The following statement describing a phenomenon observed at the CMS experiment at the Large Hadron Collider (LHC) was issued by CERN, the European laboratory for particle physics. The phenomenon is thought to be similar to one observed by physicists at Brookhaven’s Relativistic Heavy Ion Collider (RHIC) called the “ridge effect.” This effect refers to a correlation that RHIC’s experiments see in the particle debris created when two beams of gold ions (atoms stripped of electrons) collide with one another at nearly the speed of light. Some of these particles are correlated — or associated together — when they are created at the point of collision, which creates a ridge-like structure in scientists’ data plots. Because the ridge may carry information about the very early stages of the particle collision, it has become an important element in understanding the formation of the quark gluon plasma, an extremely hot and dense form of matter that existed in the first few microseconds after the Big Bang. While a number of possible theoretical explanations for the ridge effect are under consideration, Brookhaven theorists are particularly excited that their favored explanation for the observations at RHIC — involving extremely dense matter known as “Color Glass Condensate” — also predicted that the observation would be made in proton-proton collisions at LHC. That explanation is tied to tube-like regions of intense fields created in the wake of colliding dense clouds of gluons, the elusive particles responsible for the strongest of Nature’s forces.

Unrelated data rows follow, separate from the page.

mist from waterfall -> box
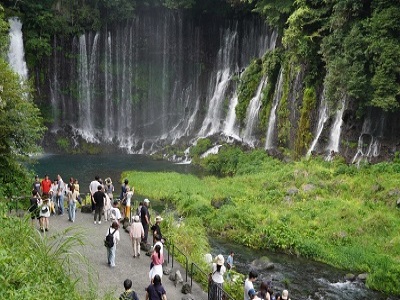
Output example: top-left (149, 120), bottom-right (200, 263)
top-left (7, 18), bottom-right (28, 82)
top-left (265, 68), bottom-right (284, 150)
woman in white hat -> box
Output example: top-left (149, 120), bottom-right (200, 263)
top-left (129, 216), bottom-right (144, 258)
top-left (208, 254), bottom-right (226, 300)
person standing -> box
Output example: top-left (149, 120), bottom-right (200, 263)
top-left (32, 175), bottom-right (40, 195)
top-left (67, 184), bottom-right (79, 222)
top-left (106, 222), bottom-right (120, 268)
top-left (119, 279), bottom-right (139, 300)
top-left (93, 184), bottom-right (106, 224)
top-left (129, 216), bottom-right (144, 258)
top-left (140, 199), bottom-right (150, 244)
top-left (56, 174), bottom-right (65, 216)
top-left (244, 271), bottom-right (258, 300)
top-left (149, 245), bottom-right (164, 282)
top-left (89, 175), bottom-right (101, 212)
top-left (146, 275), bottom-right (167, 300)
top-left (40, 174), bottom-right (51, 199)
top-left (208, 254), bottom-right (226, 300)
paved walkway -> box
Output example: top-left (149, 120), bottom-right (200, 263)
top-left (49, 210), bottom-right (207, 300)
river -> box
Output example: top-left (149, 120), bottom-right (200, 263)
top-left (33, 154), bottom-right (400, 300)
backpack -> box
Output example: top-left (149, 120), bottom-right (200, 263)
top-left (104, 229), bottom-right (117, 248)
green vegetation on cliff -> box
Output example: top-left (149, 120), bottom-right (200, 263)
top-left (124, 150), bottom-right (400, 294)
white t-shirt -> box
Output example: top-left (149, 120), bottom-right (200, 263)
top-left (89, 180), bottom-right (100, 195)
top-left (126, 191), bottom-right (133, 206)
top-left (244, 278), bottom-right (254, 300)
top-left (212, 263), bottom-right (226, 283)
top-left (110, 207), bottom-right (122, 221)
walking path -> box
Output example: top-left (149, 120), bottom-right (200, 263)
top-left (48, 209), bottom-right (207, 300)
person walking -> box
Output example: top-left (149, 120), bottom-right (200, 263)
top-left (67, 184), bottom-right (79, 222)
top-left (106, 222), bottom-right (120, 268)
top-left (244, 271), bottom-right (258, 300)
top-left (149, 245), bottom-right (164, 282)
top-left (140, 199), bottom-right (150, 244)
top-left (129, 216), bottom-right (144, 258)
top-left (146, 275), bottom-right (167, 300)
top-left (93, 184), bottom-right (106, 224)
top-left (208, 254), bottom-right (226, 300)
top-left (119, 279), bottom-right (139, 300)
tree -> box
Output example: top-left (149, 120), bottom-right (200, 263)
top-left (0, 6), bottom-right (44, 197)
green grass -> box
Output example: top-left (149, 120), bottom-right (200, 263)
top-left (123, 153), bottom-right (400, 294)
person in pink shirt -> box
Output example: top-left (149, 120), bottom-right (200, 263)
top-left (129, 216), bottom-right (144, 258)
top-left (149, 245), bottom-right (164, 282)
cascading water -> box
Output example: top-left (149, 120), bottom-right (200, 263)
top-left (7, 18), bottom-right (28, 82)
top-left (351, 113), bottom-right (385, 166)
top-left (265, 68), bottom-right (284, 150)
top-left (326, 97), bottom-right (346, 155)
top-left (243, 77), bottom-right (268, 147)
top-left (306, 90), bottom-right (329, 157)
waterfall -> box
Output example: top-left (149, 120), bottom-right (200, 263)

After almost six months of operation, experiments at the LHC are starting to see signs of potentially new and interesting effects. In results announced by the CMS collaboration today, correlations have been observed between particles produced in 7 TeV proton-proton collisions.
In some of the LHC’s proton-proton collisions, a hundred or more particles can be produced. The CMS collaboration has studied such collisions by measuring angular correlations between the particles as they fly away from the point of impact, and this has revealed that some of the particles are intimately linked in a way not seen before in proton collisions.

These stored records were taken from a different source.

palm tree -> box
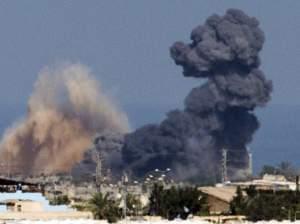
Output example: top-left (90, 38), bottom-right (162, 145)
top-left (89, 193), bottom-right (110, 219)
top-left (89, 192), bottom-right (120, 222)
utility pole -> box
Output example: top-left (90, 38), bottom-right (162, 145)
top-left (96, 152), bottom-right (102, 192)
top-left (122, 173), bottom-right (128, 222)
top-left (222, 149), bottom-right (228, 183)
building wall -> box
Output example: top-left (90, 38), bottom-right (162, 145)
top-left (10, 201), bottom-right (43, 212)
top-left (207, 195), bottom-right (230, 214)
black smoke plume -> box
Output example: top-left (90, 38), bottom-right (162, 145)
top-left (122, 9), bottom-right (272, 181)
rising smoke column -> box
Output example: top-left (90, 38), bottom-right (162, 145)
top-left (0, 64), bottom-right (129, 174)
top-left (123, 9), bottom-right (272, 180)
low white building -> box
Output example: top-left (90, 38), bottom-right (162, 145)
top-left (0, 199), bottom-right (44, 212)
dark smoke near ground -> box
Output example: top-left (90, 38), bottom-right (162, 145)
top-left (71, 131), bottom-right (124, 182)
top-left (122, 9), bottom-right (272, 181)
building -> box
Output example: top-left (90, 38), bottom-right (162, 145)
top-left (199, 186), bottom-right (236, 214)
top-left (226, 174), bottom-right (297, 191)
top-left (0, 200), bottom-right (44, 212)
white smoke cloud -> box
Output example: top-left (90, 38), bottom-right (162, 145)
top-left (0, 64), bottom-right (129, 173)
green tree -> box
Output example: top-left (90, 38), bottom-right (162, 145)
top-left (230, 186), bottom-right (246, 215)
top-left (89, 193), bottom-right (121, 222)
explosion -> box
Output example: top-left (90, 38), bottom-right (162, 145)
top-left (122, 9), bottom-right (272, 181)
top-left (0, 64), bottom-right (129, 174)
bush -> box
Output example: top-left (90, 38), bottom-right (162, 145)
top-left (149, 184), bottom-right (208, 220)
top-left (88, 193), bottom-right (121, 223)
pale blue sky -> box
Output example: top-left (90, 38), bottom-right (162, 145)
top-left (0, 0), bottom-right (300, 125)
top-left (0, 0), bottom-right (300, 171)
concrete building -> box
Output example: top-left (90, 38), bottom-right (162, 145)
top-left (226, 174), bottom-right (297, 191)
top-left (0, 200), bottom-right (44, 212)
top-left (199, 186), bottom-right (236, 214)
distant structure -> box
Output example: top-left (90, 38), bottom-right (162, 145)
top-left (222, 149), bottom-right (228, 183)
top-left (95, 151), bottom-right (103, 192)
top-left (221, 147), bottom-right (253, 183)
top-left (247, 147), bottom-right (253, 176)
top-left (0, 199), bottom-right (44, 212)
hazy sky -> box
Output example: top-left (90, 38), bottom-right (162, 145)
top-left (0, 0), bottom-right (300, 122)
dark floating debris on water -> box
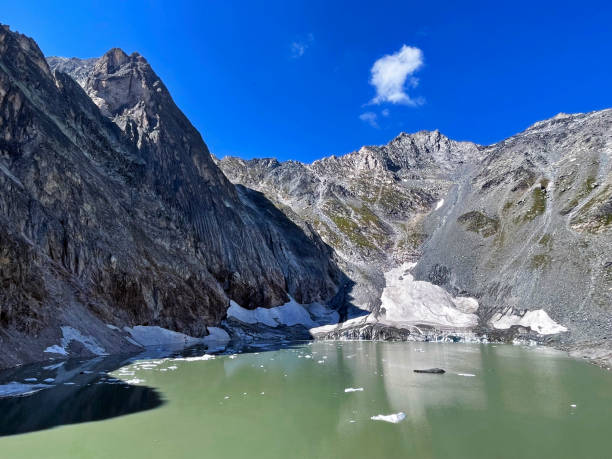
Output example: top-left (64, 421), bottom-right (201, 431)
top-left (414, 368), bottom-right (446, 375)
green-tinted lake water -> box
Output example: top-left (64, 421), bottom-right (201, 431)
top-left (0, 342), bottom-right (612, 459)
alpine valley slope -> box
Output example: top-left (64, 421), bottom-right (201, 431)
top-left (218, 110), bottom-right (612, 364)
top-left (0, 25), bottom-right (345, 368)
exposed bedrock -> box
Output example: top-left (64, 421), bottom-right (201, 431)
top-left (0, 26), bottom-right (344, 367)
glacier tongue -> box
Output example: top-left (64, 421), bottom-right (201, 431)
top-left (381, 263), bottom-right (478, 328)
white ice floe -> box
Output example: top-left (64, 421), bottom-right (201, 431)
top-left (381, 263), bottom-right (478, 328)
top-left (44, 325), bottom-right (108, 355)
top-left (0, 381), bottom-right (52, 398)
top-left (491, 309), bottom-right (567, 335)
top-left (370, 411), bottom-right (406, 424)
top-left (123, 325), bottom-right (202, 346)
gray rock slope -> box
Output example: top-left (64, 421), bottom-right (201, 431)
top-left (218, 131), bottom-right (481, 310)
top-left (0, 26), bottom-right (343, 367)
top-left (219, 110), bottom-right (612, 360)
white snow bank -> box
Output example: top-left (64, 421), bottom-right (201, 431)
top-left (44, 344), bottom-right (68, 355)
top-left (381, 263), bottom-right (478, 328)
top-left (227, 298), bottom-right (319, 328)
top-left (491, 309), bottom-right (567, 335)
top-left (44, 325), bottom-right (108, 355)
top-left (173, 354), bottom-right (215, 362)
top-left (0, 381), bottom-right (52, 398)
top-left (370, 411), bottom-right (406, 424)
top-left (202, 327), bottom-right (230, 344)
top-left (123, 325), bottom-right (202, 346)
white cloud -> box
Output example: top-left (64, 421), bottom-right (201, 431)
top-left (359, 112), bottom-right (378, 128)
top-left (290, 33), bottom-right (314, 59)
top-left (370, 45), bottom-right (423, 105)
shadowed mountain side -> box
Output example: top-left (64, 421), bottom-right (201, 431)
top-left (0, 26), bottom-right (341, 367)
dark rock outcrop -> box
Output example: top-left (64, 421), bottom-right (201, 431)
top-left (0, 26), bottom-right (342, 367)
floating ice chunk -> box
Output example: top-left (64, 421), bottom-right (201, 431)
top-left (370, 411), bottom-right (406, 424)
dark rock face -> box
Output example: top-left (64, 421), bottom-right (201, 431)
top-left (0, 26), bottom-right (342, 367)
top-left (219, 110), bottom-right (612, 356)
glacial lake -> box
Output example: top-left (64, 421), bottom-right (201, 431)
top-left (0, 341), bottom-right (612, 459)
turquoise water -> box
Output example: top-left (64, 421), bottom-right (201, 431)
top-left (0, 342), bottom-right (612, 459)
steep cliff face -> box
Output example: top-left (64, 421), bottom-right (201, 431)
top-left (0, 26), bottom-right (342, 366)
top-left (219, 131), bottom-right (481, 310)
top-left (219, 110), bottom-right (612, 356)
top-left (415, 110), bottom-right (612, 341)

The effect is subtle and many detailed crosschecks and studies have been performed to ensure that it is real. It bears some similarity to effects seen in the collisions of nuclei at the RHIC facility located at the US Brookhaven National Laboratory, which have been interpreted as being possibly due to the creation of hot dense matter formed in the collisions. Nevertheless, the CMS collaboration has stressed that there are several potential explanations to be considered and the collaboration’s presentation to the physics community at CERN today focused on the experimental evidence in the interest of fostering a broader discussion on the subject.
“Now we need more data to analyse fully what’s going on, and to take our first steps into the vast landscape of new physics we hope the LHC will open up,” said CMS Spokesperson Guido Tonelli.
Proton running at the LHC is scheduled to continue until the end of October, during which time CMS will accumulate much more data to analyse. For the remainder of 2010 running, the LHC will collide lead nuclei.
Another CERN experiment that will be following developments with great interest is ALICE, whose detector is optimised to study collisions of nuclei. Like the experiments at RHIC, ALICE aims to study matter in the hot dense state that would have existed just tiny fractions of a second after the Big Bang in a bid to understand how such matter evolved into the ordinary nuclear matter that makes up the Universe today. The observation of proton-proton collisions producing large numbers of particles bodes well for this new phase of LHC running.
Having presented results on known physics at the conferences earlier in the summer, LHC experiments are now probing new ground.